For the time being, the US is the preeminent participant in drone warfare, its Reapers and Predators clouding the skies over the Middle East. But other nations have their own unmanned aerial vehicle (UAV) programs, and the future could see a drone race between Washington and Beijing.
In an interview with the China Daily news outlet, Shi Wen, the country’s chief drone architect with the China Academy of Aerospace Aerodynamics, details the growing demand for Chinese-built UAVs.
"[The] total value of contracts we signed in 2015 could definitely be one of the highest in terms of armed drone deals made last year on the international market," Shi said, adding that the contracts were worth "hundreds of millions of US dollars."
Most of these sales involve the armed Cai Hong-series UAVs CH-3 and CH-4. Sold to "20 military users from more than 10 foreign countries," these include Saudi Arabia, Pakistan, Myanmar, Nigeria, Iraq, Egypt, and the United Arab Emirates.
The aircraft are capable of flight at medium altitude, have long-lasting endurance, and China’s low production costs, making them more affordable than their international competitors.
"We believe most of our users would use the drones to patrol borders, reconnoiter targets and hit terrorist or insurgents, who usually own small anti-aircraft weapons capable of striking planes flying about 3,000 meters above the ground," Shi said.
"Therefore the 5,000-meter altitude is high enough to ensure the safety of our drones."

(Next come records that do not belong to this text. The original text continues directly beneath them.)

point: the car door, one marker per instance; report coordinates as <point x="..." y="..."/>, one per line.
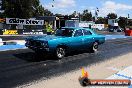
<point x="87" y="39"/>
<point x="76" y="40"/>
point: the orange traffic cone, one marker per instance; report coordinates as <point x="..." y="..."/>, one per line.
<point x="84" y="73"/>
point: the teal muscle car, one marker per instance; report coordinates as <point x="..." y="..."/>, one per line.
<point x="64" y="40"/>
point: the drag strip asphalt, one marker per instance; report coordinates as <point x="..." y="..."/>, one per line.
<point x="21" y="66"/>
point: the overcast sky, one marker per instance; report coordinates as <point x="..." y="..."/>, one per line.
<point x="121" y="7"/>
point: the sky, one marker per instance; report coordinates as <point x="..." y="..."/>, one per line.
<point x="120" y="7"/>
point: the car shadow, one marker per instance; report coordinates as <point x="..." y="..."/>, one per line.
<point x="33" y="57"/>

Facing a serious competitor in the global arms market, experts in the United States have already downplayed the effectiveness of the Cai Hong drones.
"Without looking at what is contained ‘under the hood,’ one cannot be sure how lethal this class of UAVs really is," Robert Michelson, head engineer at the Georgia Tech Research Institute, told Defense News.
He accused Beijing of basing its drones on plans stolen from the United States and Israel.
"General Atomics’ Predator series UAVs and IAI [Israel Aerospace Industries] ‘Pioneer-like’ designs seem to have been adopted for the Cai Hong drone family,” Michelson said.
"The electronics technology to have effective electronics countermeasures is not beyond China by any means, but one wonders why it would be packaged in lookalikes from the 1990s.”
Michelson may not be entirely off base. Earlier this month, the US charged 53-year-old Amin Yu of Orlando, Florida, with illegally exporting US underwater drone technology to a Chinese state-owned industry.
The US may soon have competition in the arena of unmanned submersibles, as well.